Storia delle repubbliche italiane dei secoli di mezzo, v. 14 (of 16)
Part 6
Non cominciò il fuoco contro la Mirandola che quattro giorni dopo l'arrivo dell'armata. L'impaziente Giulio II non sapeva accomodarsi a tanta lentezza; altronde diffidava di tutti; accusava ora l'uno ora l'altro de' suoi capitani, e lo stesso suo nipote, il duca d'Urbino, di incapacità, o di perfidia. Finalmente nei primi giorni del 1511 risolse di dare al mondo uno spettacolo non meno scandaloso che inaspettato: il due di gennajo si fece portare in lettiga da Bologna al campo sotto Mirandola coll'accompagnamento di tre cardinali[99]. Si alloggiò nella piccola casa di un contadino, distante soltanto due tiri di balestra dalle mura, ed esposta al fuoco del cannone della piazza; colà, senza lasciarsi atterrire dalle continue nevi, indispettito dalla viltà degli operaj che faceva adunare e che fuggivano ad ogni scarica d'artiglieria, o perchè mancavano le vittovaglie, cominciò egli stesso a dirigere i lavori a far mettere sotto i suoi occhi i cannoni in batteria, e ad affrettare il fuoco. Dopo aver tenuto dietro ai suoi lavoratori nell'eccessivo freddo di un rigorosissimo inverno con un'attività che non sarebbesi mai aspettata da un vecchio infermo, non che da un papa, tornò a Concordia, quando tutte le batterie furono aperte, per sentirne l'effetto. Ma sebbene non si trovasse che poche miglia lontano dal campo, per la sua impazienza era tuttavia troppo lontano, e tornò il quarto dì ad alloggiarsi a canto alle sue batterie ancora più vicino alle mura, di quel che lo fosse la prima volta. In allora, tutto abbandonandosi all'impeto del suo carattere, rampognava quando l'uno e quando l'altro de' suoi capitani, tranne Marc'Antonio Colonna; visitava in seguito l'armata, castigava alcuni soldati, altri incoraggiava, e a tutti prometteva di non capitolare, per lasciare che i soldati saccheggiassero la piazza[100].

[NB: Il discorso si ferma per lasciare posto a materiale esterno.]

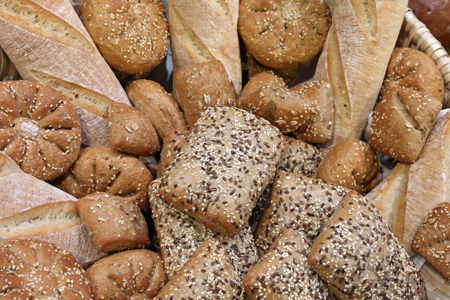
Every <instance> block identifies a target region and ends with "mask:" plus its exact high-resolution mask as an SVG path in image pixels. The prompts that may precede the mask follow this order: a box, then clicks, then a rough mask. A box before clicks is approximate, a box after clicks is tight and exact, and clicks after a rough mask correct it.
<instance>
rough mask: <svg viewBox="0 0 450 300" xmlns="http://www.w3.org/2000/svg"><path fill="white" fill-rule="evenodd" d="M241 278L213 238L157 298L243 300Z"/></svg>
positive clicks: (209, 240) (223, 251)
mask: <svg viewBox="0 0 450 300" xmlns="http://www.w3.org/2000/svg"><path fill="white" fill-rule="evenodd" d="M243 294H244V293H243V289H242V286H241V284H240V283H239V274H238V273H237V272H236V270H235V269H234V267H233V264H232V263H231V259H230V257H229V256H228V254H227V253H226V251H225V249H224V247H223V246H222V245H221V244H220V243H219V242H218V241H216V240H215V239H214V238H209V239H207V240H206V241H204V242H203V243H202V245H201V246H200V248H198V250H197V251H196V252H195V254H194V255H193V256H192V257H191V258H190V259H189V260H188V261H187V262H186V264H185V265H184V266H183V268H182V269H181V270H180V272H179V273H178V274H177V275H176V276H175V277H174V278H172V279H171V280H170V281H169V282H168V283H167V284H166V285H165V286H164V287H163V288H162V290H161V292H160V293H159V294H158V295H157V296H156V298H155V299H159V300H169V299H170V300H182V299H223V300H228V299H229V300H237V299H242V298H243Z"/></svg>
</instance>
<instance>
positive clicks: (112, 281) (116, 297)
mask: <svg viewBox="0 0 450 300" xmlns="http://www.w3.org/2000/svg"><path fill="white" fill-rule="evenodd" d="M86 275H87V277H88V279H89V282H90V284H91V287H92V293H93V296H94V299H134V298H140V297H143V298H144V299H153V297H155V296H156V295H157V294H158V292H159V291H160V290H161V288H162V287H163V286H164V284H165V283H166V282H167V278H166V275H165V274H164V266H163V264H162V260H161V256H160V255H159V254H157V253H155V252H152V251H150V250H144V249H136V250H128V251H122V252H119V253H115V254H111V255H109V256H107V257H105V258H102V259H101V260H99V261H97V262H96V263H95V264H93V265H92V266H91V267H89V268H88V269H87V270H86Z"/></svg>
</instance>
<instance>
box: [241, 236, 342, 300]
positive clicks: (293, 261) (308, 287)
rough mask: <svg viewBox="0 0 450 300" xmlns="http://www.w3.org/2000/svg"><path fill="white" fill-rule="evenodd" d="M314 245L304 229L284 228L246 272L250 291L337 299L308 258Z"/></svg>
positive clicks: (269, 295) (301, 297)
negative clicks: (310, 249)
mask: <svg viewBox="0 0 450 300" xmlns="http://www.w3.org/2000/svg"><path fill="white" fill-rule="evenodd" d="M310 248H311V242H310V240H309V239H308V238H307V237H306V236H305V235H304V234H303V233H301V232H299V231H295V230H292V229H284V230H283V231H282V233H281V234H280V236H279V237H278V238H277V240H276V241H275V243H274V244H273V245H272V246H271V247H270V249H269V251H268V252H267V253H266V255H265V256H264V257H263V258H262V259H261V260H260V261H259V262H258V263H257V264H256V265H254V266H253V267H252V268H251V269H250V270H249V271H248V273H247V275H246V276H245V278H244V281H243V287H244V289H245V291H246V292H247V295H248V296H249V297H250V298H251V299H252V300H289V299H316V300H320V299H334V297H333V294H332V293H331V292H330V291H329V290H328V287H327V286H326V285H325V284H324V282H323V281H322V280H321V279H320V277H319V276H318V275H317V274H316V273H315V272H314V271H313V269H312V268H311V266H310V265H309V264H308V262H307V260H308V255H309V250H310Z"/></svg>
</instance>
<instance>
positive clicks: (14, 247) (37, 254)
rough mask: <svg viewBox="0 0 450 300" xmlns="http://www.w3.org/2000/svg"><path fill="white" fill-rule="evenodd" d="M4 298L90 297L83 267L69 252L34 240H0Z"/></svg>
mask: <svg viewBox="0 0 450 300" xmlns="http://www.w3.org/2000/svg"><path fill="white" fill-rule="evenodd" d="M0 269H1V270H2V271H1V272H0V278H1V279H0V297H2V298H3V299H67V300H79V299H91V288H90V286H89V281H88V279H87V277H86V273H85V271H84V269H83V267H82V266H81V265H80V263H79V262H77V260H76V259H75V257H74V256H73V255H72V254H70V253H69V252H67V251H65V250H63V249H61V248H59V247H56V246H55V245H53V244H51V243H47V242H42V241H33V240H7V241H1V242H0Z"/></svg>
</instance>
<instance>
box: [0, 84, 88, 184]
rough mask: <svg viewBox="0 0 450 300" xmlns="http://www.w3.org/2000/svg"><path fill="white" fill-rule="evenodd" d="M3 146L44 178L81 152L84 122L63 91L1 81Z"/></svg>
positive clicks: (27, 166)
mask: <svg viewBox="0 0 450 300" xmlns="http://www.w3.org/2000/svg"><path fill="white" fill-rule="evenodd" d="M0 107H1V108H2V111H1V112H0V125H1V129H0V150H1V151H3V152H4V153H6V154H7V155H8V156H9V157H10V158H12V159H13V160H14V161H15V162H16V163H17V164H18V165H19V166H20V167H21V169H22V170H23V171H24V172H26V173H28V174H31V175H33V176H34V177H36V178H39V179H42V180H44V181H50V180H53V179H55V178H57V177H59V176H61V175H62V174H64V173H65V172H66V171H67V170H68V169H69V168H70V166H71V165H72V164H73V162H74V161H75V159H76V158H77V157H78V155H79V154H80V146H81V124H80V119H79V118H78V115H77V112H76V110H75V107H74V106H73V105H72V104H71V103H70V102H69V101H68V100H67V98H66V97H64V96H63V95H62V94H61V93H59V92H58V91H56V90H54V89H53V88H50V87H48V86H46V85H43V84H35V83H33V82H30V81H25V80H20V81H3V82H0Z"/></svg>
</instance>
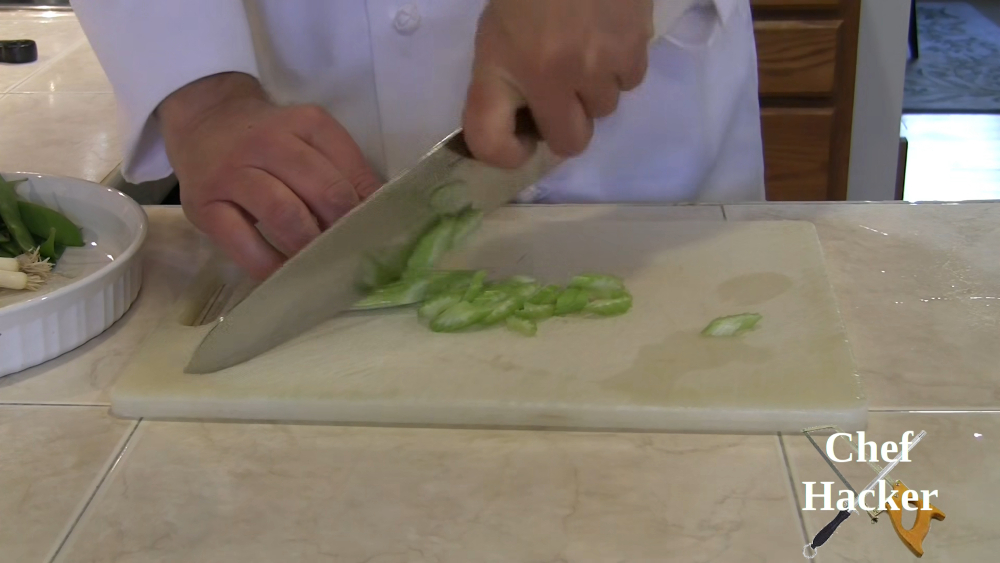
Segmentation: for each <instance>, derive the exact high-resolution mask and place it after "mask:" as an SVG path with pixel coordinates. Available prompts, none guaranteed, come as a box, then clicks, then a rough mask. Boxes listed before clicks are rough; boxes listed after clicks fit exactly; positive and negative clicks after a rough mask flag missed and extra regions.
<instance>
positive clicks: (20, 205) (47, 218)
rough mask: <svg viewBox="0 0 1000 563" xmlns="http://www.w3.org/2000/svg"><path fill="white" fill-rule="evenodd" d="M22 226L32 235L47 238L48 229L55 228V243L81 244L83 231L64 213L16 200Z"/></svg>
mask: <svg viewBox="0 0 1000 563" xmlns="http://www.w3.org/2000/svg"><path fill="white" fill-rule="evenodd" d="M17 207H18V210H19V211H20V213H21V220H22V221H24V226H25V227H27V228H28V231H30V232H31V234H32V235H34V236H36V237H41V238H46V239H47V238H48V235H49V230H50V229H55V232H56V238H55V243H56V244H57V245H61V246H75V247H79V246H83V233H81V232H80V228H79V227H77V226H76V225H74V224H73V222H72V221H70V220H69V219H67V218H66V216H65V215H63V214H62V213H59V212H58V211H55V210H52V209H49V208H48V207H45V206H42V205H38V204H37V203H31V202H30V201H24V200H20V201H18V202H17Z"/></svg>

[99] _Par. de Grassis Diar. Cur. Rom. in MS. arcano Vaticani, ap. Rayn. 1511, § 44, p. 100. — P. Bembi Hist. Ven., l. XI, p. 246._
[100] _Fr. Guicciardini, l. IX, p. 508. — Jac. Nardi, l. V, p. 220. — Fr. Belcarii, l. XII, p. 355._
Il cavaliere Bajardo trovavasi in allora nel campo del duca di Ferrara presso il Po: ebbe avviso che il papa, che passava quella notte nel castello di san Felice, doveva ripartire all'indomani per tornare alla Mirandola. Bajardo sapeva trovarsi su questa strada a due miglia da san Felice ed a quattro dalla Mirandola due o tre case abbandonate a motivo della guerra; andò prima di giorno ad appostarvisi con cento uomini d'armi. «Domattina, disse al duca di Ferrara, quando il papa sloggierà da san Felice, sono informato che non ha che i suoi cardinali, vescovi e protonotarj, e circa cento cavalli di guardia; uscirò dalla mia imboscata, e non mi fuggirà dalle mani.» Il progetto del cavaliere senza paura e senza difetti fu altamente approvato, e tutto puntualmente si eseguì a seconda de' suoi ordini. Di già i primi chierici del corteggio del papa erano passati oltre l'imboscata, da cui uscì Bajardo per caricarli ed inseguirli. «Ma il papa, che era partito ultimo, fu appena pochi passi lontano da san Felice, che cominciò a cadere la più aspra ed impetuosa neve che si fosse veduta da cent'anni in qua.» Prima che i fuggiaschi, sottrattisi all'imboscata, fossero giunti fino al papa, il cardinale di Pavia lo aveva di già persuaso a rientrare nel castello per lasciar passare il cattivo tempo. «Quando il buon cavaliere giugneva a san Felice, il papa rientrava appunto nel castello, ed, udendo le grida de' soldati, ebbe tanto spavento che subitamente e senza che persona lo ajutasse uscì di lettiga, ed egli stesso ajutò ad alzare il ponte; ed in ciò mostrossi uomo di molto spirito, perchè se avesse tanto ritardato quanto abbisogna di tempo per dire un _Pater noster_, era preso.... Il papa, rimasto nel castello di san Felice, tremò tutto il giorno di febbre per la paura che aveva avuta, e la notte mandò a darne avviso a suo nipote, il duca d'Urbino, il quale venne a prenderlo con quattro cento uomini d'armi e lo condusse all'assedio[101].»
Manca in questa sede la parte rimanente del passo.